Real Estate

Tony Shalhoub Looks to Sell Co-Op for $4.5 Million, Ronan Farrow Lists L.A. Bungalow, and More Real Estate News

Here’s everything you need to know now

From high-profile design commissions to exciting listings, there is always something new happening in the world of real estate. In this roundup, AD PRO has everything you need to know.

Tony Shalhoub and Brooke Adams are selling their Upper West Side co-op, which was designed by Emery Roth.

Photo: Mike Tauber

On the market

Mrs. Maisel’s Tony Shalhoub departs classic five on the UWS

As The Marvelous Mrs. Maisel wraps filming its final season, co-star Tony Shalhoub is looking to unload his Upper West Side co-op. Shalhoub and wife Brooke Adams have lived in a five-room apartment at 15 West 81st Street since 2016, when they spent about $4 million on the unit.
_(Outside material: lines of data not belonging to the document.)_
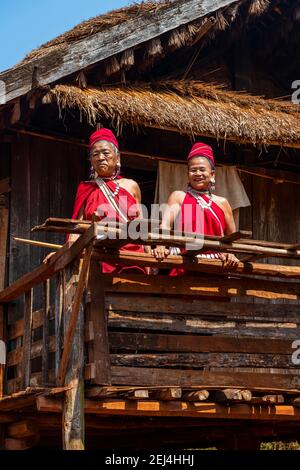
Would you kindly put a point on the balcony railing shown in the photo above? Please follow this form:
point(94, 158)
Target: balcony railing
point(209, 328)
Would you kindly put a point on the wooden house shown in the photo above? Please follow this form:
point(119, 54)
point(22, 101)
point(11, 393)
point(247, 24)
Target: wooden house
point(94, 359)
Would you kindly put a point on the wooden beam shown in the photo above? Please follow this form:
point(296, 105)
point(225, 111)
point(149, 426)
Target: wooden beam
point(73, 426)
point(176, 408)
point(98, 316)
point(195, 343)
point(4, 217)
point(19, 444)
point(26, 356)
point(236, 236)
point(57, 262)
point(22, 429)
point(209, 286)
point(137, 394)
point(231, 394)
point(82, 53)
point(46, 319)
point(190, 263)
point(170, 393)
point(207, 308)
point(197, 395)
point(4, 186)
point(146, 376)
point(68, 340)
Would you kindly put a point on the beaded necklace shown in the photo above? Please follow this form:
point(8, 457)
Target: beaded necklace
point(197, 195)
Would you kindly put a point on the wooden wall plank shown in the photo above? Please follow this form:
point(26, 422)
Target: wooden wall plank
point(27, 340)
point(98, 317)
point(196, 343)
point(193, 306)
point(139, 376)
point(201, 285)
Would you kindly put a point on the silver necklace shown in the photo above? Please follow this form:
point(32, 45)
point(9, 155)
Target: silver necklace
point(104, 180)
point(116, 191)
point(197, 195)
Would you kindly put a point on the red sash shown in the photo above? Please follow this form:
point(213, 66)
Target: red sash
point(89, 193)
point(212, 221)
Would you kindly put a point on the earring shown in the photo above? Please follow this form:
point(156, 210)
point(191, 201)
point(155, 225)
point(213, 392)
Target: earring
point(92, 173)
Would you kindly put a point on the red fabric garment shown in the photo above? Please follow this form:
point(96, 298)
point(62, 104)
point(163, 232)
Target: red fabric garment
point(190, 222)
point(89, 193)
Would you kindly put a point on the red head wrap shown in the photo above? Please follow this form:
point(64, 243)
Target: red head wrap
point(103, 134)
point(200, 149)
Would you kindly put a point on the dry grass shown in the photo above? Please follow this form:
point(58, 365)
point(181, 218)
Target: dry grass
point(98, 24)
point(189, 107)
point(178, 37)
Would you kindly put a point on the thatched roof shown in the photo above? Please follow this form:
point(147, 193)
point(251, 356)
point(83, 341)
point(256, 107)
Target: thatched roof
point(224, 18)
point(188, 107)
point(99, 23)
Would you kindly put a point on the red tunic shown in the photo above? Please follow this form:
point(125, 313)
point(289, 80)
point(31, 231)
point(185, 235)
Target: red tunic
point(89, 193)
point(193, 219)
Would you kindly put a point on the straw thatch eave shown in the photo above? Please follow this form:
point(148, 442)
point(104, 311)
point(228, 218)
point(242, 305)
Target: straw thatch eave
point(191, 108)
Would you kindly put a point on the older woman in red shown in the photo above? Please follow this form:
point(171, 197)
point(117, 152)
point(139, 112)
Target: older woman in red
point(197, 210)
point(108, 194)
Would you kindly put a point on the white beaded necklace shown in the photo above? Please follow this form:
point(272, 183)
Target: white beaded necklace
point(197, 195)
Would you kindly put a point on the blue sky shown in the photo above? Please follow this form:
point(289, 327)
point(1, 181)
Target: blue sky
point(27, 24)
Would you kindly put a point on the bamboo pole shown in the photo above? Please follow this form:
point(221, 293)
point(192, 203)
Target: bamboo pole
point(37, 243)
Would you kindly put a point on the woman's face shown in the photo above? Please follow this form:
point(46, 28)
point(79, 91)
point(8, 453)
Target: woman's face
point(103, 159)
point(200, 173)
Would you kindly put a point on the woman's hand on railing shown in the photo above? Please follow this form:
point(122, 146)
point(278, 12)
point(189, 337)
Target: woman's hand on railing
point(160, 252)
point(48, 257)
point(229, 260)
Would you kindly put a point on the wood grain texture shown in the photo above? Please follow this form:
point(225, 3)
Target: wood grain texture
point(99, 46)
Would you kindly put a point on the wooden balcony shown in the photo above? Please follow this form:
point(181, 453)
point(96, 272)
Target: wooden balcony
point(211, 349)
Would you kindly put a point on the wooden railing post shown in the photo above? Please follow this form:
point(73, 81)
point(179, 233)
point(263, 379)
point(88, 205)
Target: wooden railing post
point(98, 317)
point(58, 312)
point(46, 312)
point(27, 340)
point(73, 408)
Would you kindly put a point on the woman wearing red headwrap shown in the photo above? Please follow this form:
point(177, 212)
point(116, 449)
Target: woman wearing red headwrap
point(107, 194)
point(197, 210)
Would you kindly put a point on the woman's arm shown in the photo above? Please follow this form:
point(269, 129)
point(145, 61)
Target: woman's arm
point(170, 213)
point(230, 260)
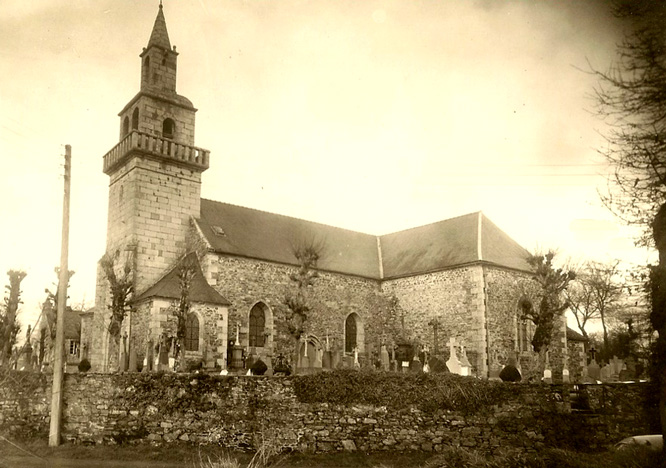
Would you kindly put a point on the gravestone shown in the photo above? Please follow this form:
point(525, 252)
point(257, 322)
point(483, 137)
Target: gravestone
point(616, 367)
point(122, 364)
point(133, 366)
point(415, 365)
point(453, 364)
point(335, 359)
point(326, 360)
point(594, 371)
point(585, 377)
point(494, 368)
point(629, 369)
point(148, 360)
point(384, 358)
point(317, 358)
point(163, 356)
point(465, 366)
point(547, 372)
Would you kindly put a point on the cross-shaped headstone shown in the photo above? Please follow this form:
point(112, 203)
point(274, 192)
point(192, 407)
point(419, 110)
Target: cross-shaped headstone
point(453, 363)
point(434, 323)
point(452, 344)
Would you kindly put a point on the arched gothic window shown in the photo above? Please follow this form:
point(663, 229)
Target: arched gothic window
point(257, 325)
point(168, 128)
point(351, 332)
point(192, 333)
point(146, 68)
point(524, 331)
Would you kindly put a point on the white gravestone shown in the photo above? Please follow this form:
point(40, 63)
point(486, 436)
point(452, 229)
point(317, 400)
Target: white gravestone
point(453, 364)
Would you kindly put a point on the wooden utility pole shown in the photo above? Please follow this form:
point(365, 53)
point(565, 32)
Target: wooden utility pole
point(58, 366)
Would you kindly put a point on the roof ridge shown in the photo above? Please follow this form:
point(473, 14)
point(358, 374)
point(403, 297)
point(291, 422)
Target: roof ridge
point(290, 217)
point(431, 224)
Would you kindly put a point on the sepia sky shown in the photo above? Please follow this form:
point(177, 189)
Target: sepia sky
point(374, 116)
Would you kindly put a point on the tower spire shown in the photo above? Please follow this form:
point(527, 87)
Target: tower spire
point(160, 37)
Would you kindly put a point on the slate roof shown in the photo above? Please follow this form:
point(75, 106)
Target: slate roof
point(168, 287)
point(251, 233)
point(267, 236)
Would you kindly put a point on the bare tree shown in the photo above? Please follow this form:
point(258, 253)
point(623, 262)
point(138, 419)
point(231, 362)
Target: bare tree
point(631, 98)
point(581, 303)
point(121, 290)
point(182, 309)
point(9, 326)
point(603, 282)
point(552, 283)
point(50, 305)
point(307, 253)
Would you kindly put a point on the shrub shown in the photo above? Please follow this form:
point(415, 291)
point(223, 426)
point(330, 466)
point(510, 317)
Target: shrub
point(510, 374)
point(84, 365)
point(634, 457)
point(429, 392)
point(259, 367)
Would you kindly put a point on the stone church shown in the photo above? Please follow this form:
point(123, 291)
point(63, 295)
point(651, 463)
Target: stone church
point(460, 278)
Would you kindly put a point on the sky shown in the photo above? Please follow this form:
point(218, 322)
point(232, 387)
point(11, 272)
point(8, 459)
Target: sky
point(375, 116)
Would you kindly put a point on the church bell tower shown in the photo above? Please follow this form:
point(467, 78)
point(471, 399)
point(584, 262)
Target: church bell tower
point(155, 169)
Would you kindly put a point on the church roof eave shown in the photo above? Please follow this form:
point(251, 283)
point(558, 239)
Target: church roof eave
point(168, 287)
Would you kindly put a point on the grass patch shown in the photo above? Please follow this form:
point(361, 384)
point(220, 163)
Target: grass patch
point(632, 457)
point(429, 392)
point(452, 457)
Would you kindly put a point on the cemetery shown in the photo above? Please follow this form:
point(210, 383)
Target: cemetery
point(394, 404)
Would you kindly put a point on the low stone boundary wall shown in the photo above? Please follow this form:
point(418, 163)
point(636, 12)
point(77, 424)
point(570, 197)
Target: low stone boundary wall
point(240, 412)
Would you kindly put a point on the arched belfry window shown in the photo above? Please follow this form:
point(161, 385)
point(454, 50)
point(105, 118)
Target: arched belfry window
point(351, 332)
point(168, 128)
point(135, 119)
point(192, 333)
point(146, 68)
point(257, 325)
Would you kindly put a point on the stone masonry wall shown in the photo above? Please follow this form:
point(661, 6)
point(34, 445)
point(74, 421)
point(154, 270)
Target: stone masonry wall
point(232, 411)
point(455, 298)
point(504, 289)
point(244, 282)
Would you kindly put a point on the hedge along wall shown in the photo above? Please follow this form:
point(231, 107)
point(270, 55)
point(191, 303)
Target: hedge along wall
point(369, 411)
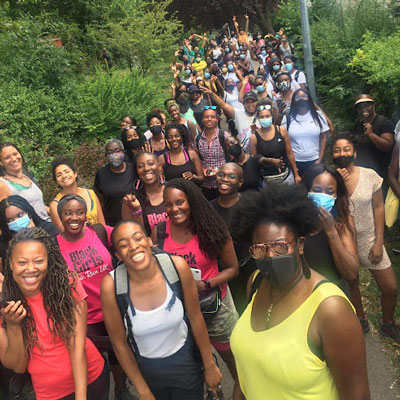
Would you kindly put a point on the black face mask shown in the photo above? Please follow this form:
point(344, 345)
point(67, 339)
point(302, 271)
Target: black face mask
point(343, 161)
point(301, 104)
point(235, 150)
point(134, 144)
point(279, 270)
point(156, 129)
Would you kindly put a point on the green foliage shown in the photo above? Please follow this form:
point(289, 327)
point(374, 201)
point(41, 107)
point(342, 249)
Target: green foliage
point(378, 64)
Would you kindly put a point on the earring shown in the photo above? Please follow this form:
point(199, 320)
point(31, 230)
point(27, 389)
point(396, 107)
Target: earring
point(138, 184)
point(306, 267)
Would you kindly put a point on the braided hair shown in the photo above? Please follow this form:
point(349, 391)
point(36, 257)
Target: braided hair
point(56, 287)
point(205, 222)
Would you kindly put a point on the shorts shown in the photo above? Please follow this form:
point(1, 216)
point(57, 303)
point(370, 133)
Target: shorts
point(364, 245)
point(220, 325)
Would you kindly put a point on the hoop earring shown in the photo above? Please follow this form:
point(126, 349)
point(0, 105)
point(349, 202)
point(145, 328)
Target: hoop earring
point(138, 184)
point(306, 267)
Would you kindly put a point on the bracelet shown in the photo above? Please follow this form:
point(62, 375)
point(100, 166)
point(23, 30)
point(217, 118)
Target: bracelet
point(137, 213)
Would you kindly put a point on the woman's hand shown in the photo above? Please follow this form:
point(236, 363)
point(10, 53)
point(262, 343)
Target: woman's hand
point(344, 173)
point(132, 202)
point(376, 253)
point(13, 313)
point(327, 221)
point(213, 376)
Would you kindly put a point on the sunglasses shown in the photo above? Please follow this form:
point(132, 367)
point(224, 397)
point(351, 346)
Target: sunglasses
point(231, 176)
point(259, 250)
point(266, 107)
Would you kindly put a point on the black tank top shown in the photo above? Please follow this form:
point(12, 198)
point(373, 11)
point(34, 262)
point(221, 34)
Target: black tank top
point(274, 148)
point(175, 171)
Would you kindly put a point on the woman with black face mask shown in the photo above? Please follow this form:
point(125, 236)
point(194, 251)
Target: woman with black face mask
point(308, 130)
point(114, 181)
point(367, 209)
point(288, 342)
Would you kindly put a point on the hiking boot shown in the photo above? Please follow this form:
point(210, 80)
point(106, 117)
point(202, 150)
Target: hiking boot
point(124, 394)
point(391, 330)
point(364, 323)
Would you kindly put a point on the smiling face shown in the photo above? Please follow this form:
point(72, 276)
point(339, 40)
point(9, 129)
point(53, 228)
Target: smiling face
point(174, 139)
point(174, 113)
point(148, 168)
point(28, 264)
point(73, 217)
point(324, 183)
point(133, 246)
point(177, 206)
point(65, 176)
point(210, 119)
point(11, 159)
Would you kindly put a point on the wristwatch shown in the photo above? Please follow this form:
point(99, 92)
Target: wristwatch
point(207, 284)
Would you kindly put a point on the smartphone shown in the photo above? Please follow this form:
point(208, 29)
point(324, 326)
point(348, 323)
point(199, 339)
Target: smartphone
point(196, 274)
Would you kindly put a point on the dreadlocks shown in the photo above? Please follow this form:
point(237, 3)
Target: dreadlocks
point(56, 287)
point(209, 227)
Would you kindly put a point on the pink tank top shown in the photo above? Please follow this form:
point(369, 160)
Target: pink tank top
point(191, 252)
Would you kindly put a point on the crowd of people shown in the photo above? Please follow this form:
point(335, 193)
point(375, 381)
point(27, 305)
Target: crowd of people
point(236, 221)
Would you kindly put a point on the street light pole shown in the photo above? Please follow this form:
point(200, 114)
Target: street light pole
point(308, 62)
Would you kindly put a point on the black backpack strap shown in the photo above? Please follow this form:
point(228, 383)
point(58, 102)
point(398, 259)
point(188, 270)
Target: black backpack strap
point(221, 137)
point(101, 234)
point(255, 285)
point(121, 283)
point(161, 228)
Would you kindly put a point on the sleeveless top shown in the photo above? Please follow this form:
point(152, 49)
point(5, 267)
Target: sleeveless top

They’re now listing the 12th-floor home for a smidge under $4.5 million.

Designed by renowned architect Emery Roth—who built the San Remo, the Ritz Tower, and the nearby Beresford—the 16-story building was completed in 1930. Shalhoub and Adams restored many original details, including the oak herringbone floors, basket-weave mosaic floors in the bathroom, and the Roth-designed doorknobs and accessories throughout.

“This is a sophisticated restoration of an earlier era,” reads the listing, which is with James Foreman of Brown Harris Stevens.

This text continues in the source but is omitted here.